Quem me quiser mal, boa Morte[1].

 

 

Em outras palavras, eu sou 3… Uma mulher está sempre entre as outras duas, despreocupada, indiferente… Ela observa até o momento em que alguma coisa permite que diga o que pensa sobre as outras. A segunda mulher é como um animal assustado que ataca porque tem muito medo de ser atacado. Por fim, a terceira é uma mulher muito amável e gentil, que deixa as pessoas entrarem no templo mais sagrado do seu ser e aceita os insultos, confia nos outros e assina contratos sem ler… E, muitas vezes, ela é convencida a trabalhar por muito pouco ou nada. Mas, quando entende o que aconteceu, ela tem vontade de matar e destruir tudo que existe ao seu redor, incluindo a si mesma, por ter sido tão imbecil. De todo modo, essa terceira mulher não consegue nunca realizar a sua fúria – e, frustrada, ela se contrai como uma ostra.

 

Qual delas é real?

 

TODAS ELAS SÃO REAIS.

 

 

 


NOTAS

* The Black Saint: In other words I am three. One man stands forever in the middle, unconcerned, unmoved, watching, waiting to be allowed to express what he sees to the other two. The second man is like a frightened animal that attacks for fear of being attacked. Then there’s an over-loving gentle person who lets people into the uttermost sacred temple of his being and he’ll take insults and be trusting and sign contracts without reading them and get talked down to working cheap or for nothing, and when he realizes what’s been done to him he feels like killing and destroying everything around him including himself for being so stupid. But he can’t – he goes back inside himself.
Which one is real?
They’re all real.”

[1] https://www.youtube.com/watch?v=ZjIjoJdOZmI

 

 

 

SOBRE A AUTORA

Fernanda Miguens

Fernanda Miguens é tradutora.
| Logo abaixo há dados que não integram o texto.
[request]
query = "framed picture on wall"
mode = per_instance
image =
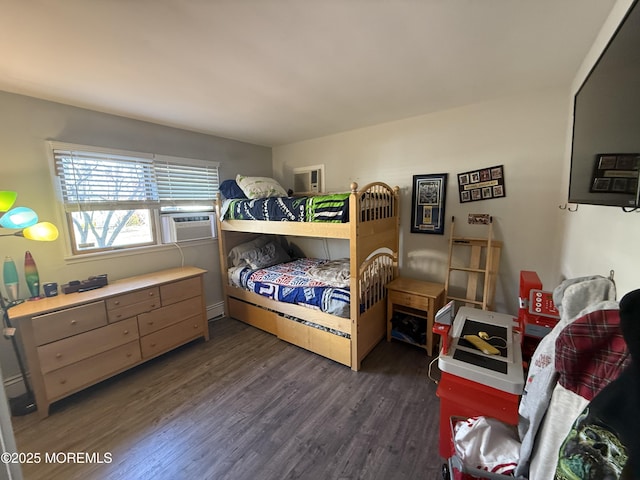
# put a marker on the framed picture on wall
(482, 184)
(427, 203)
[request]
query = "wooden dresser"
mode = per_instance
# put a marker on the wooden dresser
(76, 340)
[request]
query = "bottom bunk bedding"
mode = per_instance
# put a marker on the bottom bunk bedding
(300, 282)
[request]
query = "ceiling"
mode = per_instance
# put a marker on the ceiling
(273, 72)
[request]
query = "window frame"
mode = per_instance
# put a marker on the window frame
(155, 204)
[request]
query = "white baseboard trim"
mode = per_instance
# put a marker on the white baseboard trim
(14, 386)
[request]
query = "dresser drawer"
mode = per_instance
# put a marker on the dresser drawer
(87, 372)
(147, 305)
(181, 290)
(70, 321)
(409, 300)
(132, 298)
(73, 349)
(165, 316)
(172, 336)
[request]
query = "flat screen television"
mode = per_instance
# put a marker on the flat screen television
(605, 150)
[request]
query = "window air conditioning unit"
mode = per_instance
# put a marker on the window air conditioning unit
(308, 179)
(182, 227)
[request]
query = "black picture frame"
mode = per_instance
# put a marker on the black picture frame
(481, 184)
(428, 203)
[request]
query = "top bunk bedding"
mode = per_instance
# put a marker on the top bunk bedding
(333, 208)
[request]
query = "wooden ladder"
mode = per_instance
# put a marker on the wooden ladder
(486, 249)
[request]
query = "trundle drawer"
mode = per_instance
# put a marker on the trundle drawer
(172, 336)
(165, 316)
(255, 316)
(73, 349)
(86, 372)
(324, 343)
(54, 326)
(176, 291)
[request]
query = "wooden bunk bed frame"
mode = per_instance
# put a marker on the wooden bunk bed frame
(373, 235)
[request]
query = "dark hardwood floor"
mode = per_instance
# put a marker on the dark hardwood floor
(246, 405)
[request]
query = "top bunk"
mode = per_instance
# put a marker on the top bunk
(360, 212)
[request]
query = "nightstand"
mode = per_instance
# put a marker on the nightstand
(414, 300)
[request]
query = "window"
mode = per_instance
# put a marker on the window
(112, 198)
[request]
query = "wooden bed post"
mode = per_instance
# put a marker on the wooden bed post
(354, 267)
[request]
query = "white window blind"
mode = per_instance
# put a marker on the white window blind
(91, 178)
(186, 182)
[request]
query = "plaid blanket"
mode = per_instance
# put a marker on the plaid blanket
(591, 352)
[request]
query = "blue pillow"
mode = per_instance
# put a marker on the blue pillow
(230, 189)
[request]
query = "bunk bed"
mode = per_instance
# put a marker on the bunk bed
(371, 226)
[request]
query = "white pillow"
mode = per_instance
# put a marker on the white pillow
(260, 187)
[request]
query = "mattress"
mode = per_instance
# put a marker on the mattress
(332, 208)
(291, 283)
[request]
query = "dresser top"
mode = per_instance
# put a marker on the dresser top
(48, 304)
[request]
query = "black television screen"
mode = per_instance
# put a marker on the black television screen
(605, 151)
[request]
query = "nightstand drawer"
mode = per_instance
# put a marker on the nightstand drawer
(408, 300)
(171, 336)
(54, 326)
(87, 372)
(73, 349)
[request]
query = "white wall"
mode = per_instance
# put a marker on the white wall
(25, 125)
(526, 134)
(598, 239)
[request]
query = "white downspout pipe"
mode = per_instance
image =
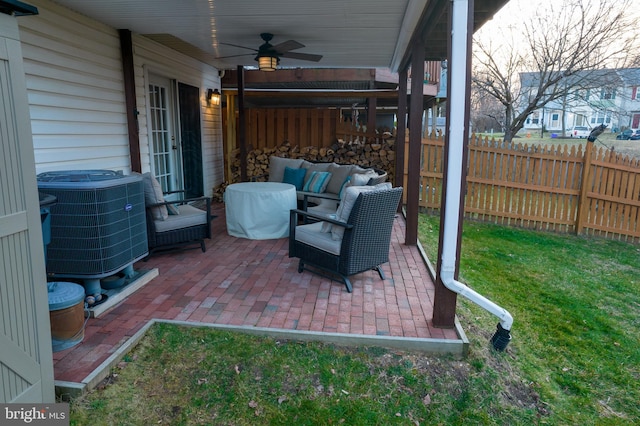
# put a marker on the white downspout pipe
(457, 97)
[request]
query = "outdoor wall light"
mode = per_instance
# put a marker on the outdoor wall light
(213, 97)
(267, 63)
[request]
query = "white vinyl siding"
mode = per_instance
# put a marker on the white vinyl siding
(76, 95)
(154, 58)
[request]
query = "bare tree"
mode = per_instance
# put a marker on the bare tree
(560, 47)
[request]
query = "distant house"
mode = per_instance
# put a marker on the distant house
(609, 96)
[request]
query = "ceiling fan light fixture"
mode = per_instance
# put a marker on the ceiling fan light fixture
(267, 63)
Doutora em Filosofia pela UFRJ (2018) com tese sobre a tradução dos dogmas judaicos do leste-europeu para a realidade carioca, no século XIX, pelas mulheres judias apelidadas de polacas. Mestra em Filosofia pela UFRJ (2014), com dissertação sobre algumas das traduções/versões do que chamamos de “filosofia oriental” para o Ocidente. A tradução de Corpos em aliança e a política das ruas – notas sobre uma teoria performativa da assembleia, da filósofa Judith Butler, para a Editora Record e A metade que nunca foi contada – a escravidão e a construção do capitalismo norte-americano, do historiador Edward E. Baptist, para a editora Paz & Terra, são os seus trabalhos mais recentes.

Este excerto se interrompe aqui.